Risk-Adjusted Performance

0 of 100

 
Weak
 
Strong
Very Weak
Over the last 90 days Marqeta has generated negative risk-adjusted returns adding no value to investors with long positions. Even with latest unfluctuating performance, the Stock's basic indicators remain invariable and the latest agitation on Wall Street may also be a sign of long-running gains for the enterprise retail investors.

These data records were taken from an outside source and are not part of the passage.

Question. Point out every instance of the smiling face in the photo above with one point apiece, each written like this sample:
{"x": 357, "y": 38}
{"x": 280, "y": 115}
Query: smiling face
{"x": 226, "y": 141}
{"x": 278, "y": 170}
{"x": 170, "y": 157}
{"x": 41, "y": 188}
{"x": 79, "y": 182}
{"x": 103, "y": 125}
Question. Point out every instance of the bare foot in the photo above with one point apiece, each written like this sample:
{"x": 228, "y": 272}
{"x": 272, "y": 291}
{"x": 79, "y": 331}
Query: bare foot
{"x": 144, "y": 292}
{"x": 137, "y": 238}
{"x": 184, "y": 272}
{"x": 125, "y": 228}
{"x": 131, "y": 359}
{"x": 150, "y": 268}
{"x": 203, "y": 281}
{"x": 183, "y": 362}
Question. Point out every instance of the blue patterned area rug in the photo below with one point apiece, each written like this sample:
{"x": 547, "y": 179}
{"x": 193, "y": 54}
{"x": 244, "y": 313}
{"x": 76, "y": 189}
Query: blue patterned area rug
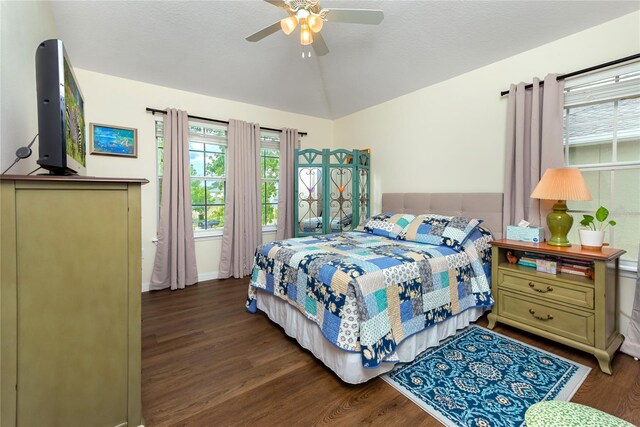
{"x": 481, "y": 378}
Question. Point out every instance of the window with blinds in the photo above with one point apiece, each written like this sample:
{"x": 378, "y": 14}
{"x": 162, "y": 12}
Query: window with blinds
{"x": 602, "y": 138}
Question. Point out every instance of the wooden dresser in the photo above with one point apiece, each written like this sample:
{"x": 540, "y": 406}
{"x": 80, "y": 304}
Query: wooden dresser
{"x": 70, "y": 301}
{"x": 573, "y": 310}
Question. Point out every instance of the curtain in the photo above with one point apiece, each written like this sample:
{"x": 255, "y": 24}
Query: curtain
{"x": 175, "y": 261}
{"x": 242, "y": 225}
{"x": 288, "y": 145}
{"x": 534, "y": 143}
{"x": 631, "y": 344}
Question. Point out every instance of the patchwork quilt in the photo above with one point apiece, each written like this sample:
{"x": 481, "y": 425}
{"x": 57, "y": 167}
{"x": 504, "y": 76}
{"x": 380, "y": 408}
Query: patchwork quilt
{"x": 367, "y": 293}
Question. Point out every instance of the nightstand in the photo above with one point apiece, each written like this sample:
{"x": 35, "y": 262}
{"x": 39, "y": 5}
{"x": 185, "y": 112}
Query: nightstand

Five9 and Marqeta Volatility Contrast

   Predicted Return Density   
       Returns  

Pair Trading with Five9 and Marqeta

The main advantage of trading using opposite Five9 and Marqeta positions is that it hedges away some unsystematic risk. Because of two separate transactions, even if Five9 position performs unexpectedly, Marqeta can make up some of the losses. Pair trading also minimizes risk from directional movements in the market. For example, if an entire industry or sector drops because of unexpected headlines, the short position in Marqeta will offset losses from the drop in Marqeta's long position.
The idea behind Five9 Inc and Marqeta pairs trading is to make the combined position market-neutral, meaning the overall market's direction will not affect its win or loss (or potential downside or upside). This can be achieved by designing a pairs trade with two highly correlated stocks or equities that operate in a similar space or sector, making it possible to obtain profits through simple and relatively low-risk investment.
Check out your portfolio center.
Note that this page's information should be used as a complementary analysis to find the right mix of equity instruments to add to your existing portfolios or create a brand new portfolio. You can also try the Price Ceiling Movement module to calculate and plot Price Ceiling Movement for different equity instruments.